I think you're confusing the behavior of text()
with that of converting an element node to a string value. The difference shows up in cases where <p>
has child elements with text, such as <acronym>
.
What text()
does is select individual text nodes. With no explicit namespace axis, it selects text nodes that are children of the context node. Inside p[...]
, the context node is a <p>
element. So text()
inside that predicate selects only nodes that are children (not grandchildren) of the context node. In your example, the <p>
element has three child nodes:
- text node
"My "
- element node named
acronym
- text node
" message"
Therefore, text()
(in the context of p
element) would return a nodeset of two text nodes, whose values are My
and message
.
When evaluated as a string, as in contains(text(), ...)

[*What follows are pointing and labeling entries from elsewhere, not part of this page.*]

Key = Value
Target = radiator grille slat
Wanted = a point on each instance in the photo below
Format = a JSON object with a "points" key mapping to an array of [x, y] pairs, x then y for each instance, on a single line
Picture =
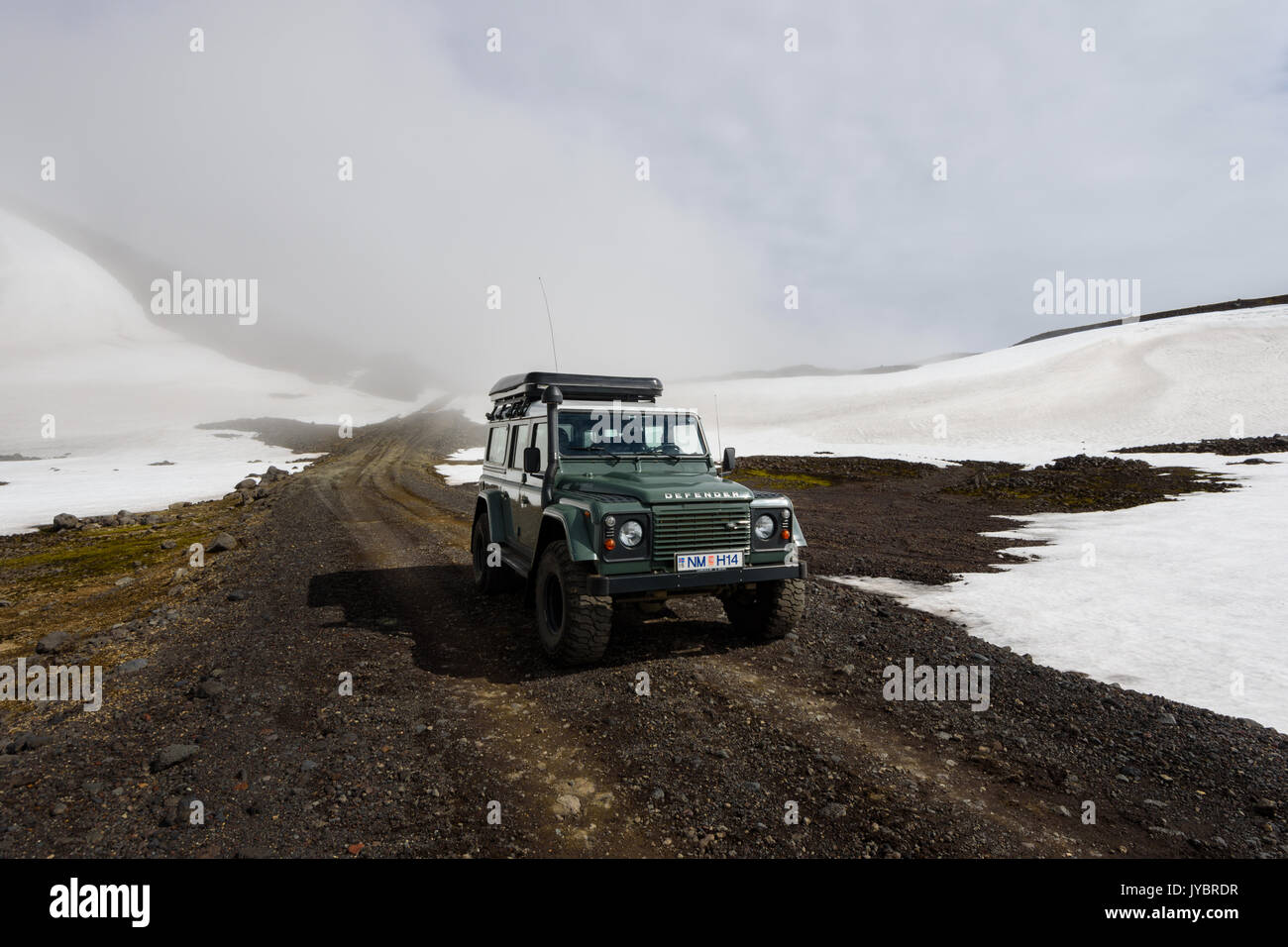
{"points": [[698, 528]]}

, a nodeset is treated as follows: the string value of the first node is returned, and the rest are ignored. So in your example, the nodeset returned by text()
evaluates to "My "
, that is, the content of the first child text node. Your XPath expression then is equivalent to p[contains("My ", "My error message")]
for the p
you're trying to match. That of course fails. The predicate is false, so no p
element is returned.
You wanted the string content of all descendant text nodes to be concatenated, but that's not what text()
does. To get that, evaluate the <p>
element itself as a string. E.g.
p[contains(., "...")]
.
means the context node, which inside p[...]
is the p
element. When you evaluate the p
element as a string, the result is the concatenation of all descendant text nodes.